Chelsea Handler im Porträt:Ohne Rücksicht auf Verluste

Lesezeit: 4 min

Chelsea Handler, 40, ahnungslos unterwegs im Silicon Valley. (Foto: Netflix)

Chelsea Handler wurde durchs Lästern berühmt. Jetzt bekommt sie eine Doku-Show.

Von Anne Philippi

Chelsea Handler hat als Treffpunkt eines der merkwürdigsten Hotels in Los Angeles gewählt. Man verpasst vom Freeway dreimal die Auffahrt, weil es so ungünstig liegt und bricht sich beinahe das Genick bei der Suche nach der Einfahrt. Handler lebt nicht weit von diesem Monstrum in einem schönen Haus in den Hills, und sie ist nicht der Typ Frau, der Stunden für Make-up opfern und sich dann wie ein Blumengedeck in eines der üblichen Hollywoodhotels setzen würde, die Beine übereinander schlagen und nur Positives von sich geben. Chelsea Handler ist keine süße Frau.

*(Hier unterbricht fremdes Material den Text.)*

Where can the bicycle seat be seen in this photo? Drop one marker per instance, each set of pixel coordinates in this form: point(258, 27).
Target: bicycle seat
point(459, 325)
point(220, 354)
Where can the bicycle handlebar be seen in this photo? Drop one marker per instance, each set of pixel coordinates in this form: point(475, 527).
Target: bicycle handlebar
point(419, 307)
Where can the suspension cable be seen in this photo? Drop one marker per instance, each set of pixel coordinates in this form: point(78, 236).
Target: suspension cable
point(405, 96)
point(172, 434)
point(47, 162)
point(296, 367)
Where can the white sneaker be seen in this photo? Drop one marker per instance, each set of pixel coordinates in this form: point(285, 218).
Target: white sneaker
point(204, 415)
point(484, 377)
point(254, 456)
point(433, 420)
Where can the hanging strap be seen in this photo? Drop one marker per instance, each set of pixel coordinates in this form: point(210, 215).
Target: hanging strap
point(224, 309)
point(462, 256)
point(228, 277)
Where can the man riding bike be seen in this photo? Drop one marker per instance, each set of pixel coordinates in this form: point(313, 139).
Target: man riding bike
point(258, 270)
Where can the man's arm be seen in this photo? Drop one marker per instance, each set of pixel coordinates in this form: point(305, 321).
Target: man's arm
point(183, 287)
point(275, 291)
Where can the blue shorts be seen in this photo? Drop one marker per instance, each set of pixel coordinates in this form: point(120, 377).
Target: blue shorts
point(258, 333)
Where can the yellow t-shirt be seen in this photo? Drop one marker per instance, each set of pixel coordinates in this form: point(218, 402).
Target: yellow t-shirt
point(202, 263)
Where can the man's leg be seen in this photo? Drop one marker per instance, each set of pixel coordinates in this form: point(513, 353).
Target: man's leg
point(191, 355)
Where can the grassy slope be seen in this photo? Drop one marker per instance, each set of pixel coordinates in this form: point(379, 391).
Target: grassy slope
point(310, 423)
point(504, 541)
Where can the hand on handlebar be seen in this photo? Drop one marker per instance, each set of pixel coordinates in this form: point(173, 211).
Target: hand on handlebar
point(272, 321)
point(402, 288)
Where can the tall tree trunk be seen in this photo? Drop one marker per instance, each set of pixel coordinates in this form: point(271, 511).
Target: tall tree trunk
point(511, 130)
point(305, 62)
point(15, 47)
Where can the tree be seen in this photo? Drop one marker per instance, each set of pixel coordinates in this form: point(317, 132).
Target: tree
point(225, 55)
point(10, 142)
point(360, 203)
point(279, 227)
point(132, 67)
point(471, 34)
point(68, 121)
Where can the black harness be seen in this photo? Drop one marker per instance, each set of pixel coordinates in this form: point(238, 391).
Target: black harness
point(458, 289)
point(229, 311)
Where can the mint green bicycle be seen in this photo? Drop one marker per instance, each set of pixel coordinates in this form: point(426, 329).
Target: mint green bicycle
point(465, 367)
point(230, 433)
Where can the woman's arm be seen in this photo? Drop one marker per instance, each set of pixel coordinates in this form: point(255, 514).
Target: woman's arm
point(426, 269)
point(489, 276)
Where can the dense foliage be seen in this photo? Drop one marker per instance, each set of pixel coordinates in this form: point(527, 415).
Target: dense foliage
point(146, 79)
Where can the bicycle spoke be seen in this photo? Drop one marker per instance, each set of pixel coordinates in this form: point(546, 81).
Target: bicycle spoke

Sie trägt ein beinahe farbloses Hemd, Jeans, kleine Kette, nur leichteste Wimperntusche. So wie man sich anzieht, wenn man schnell zum Zigarettenholen fährt. Als eine sehr große Käseplatte vor Handler auf dem Tisch abgestellt wird, verliert sie nicht die Nerven, wie das andere Menschen in dieser Stadt tun würden. "Ich glaube wir müssen das jetzt alles essen", sagt sie, und dann wird gegessen.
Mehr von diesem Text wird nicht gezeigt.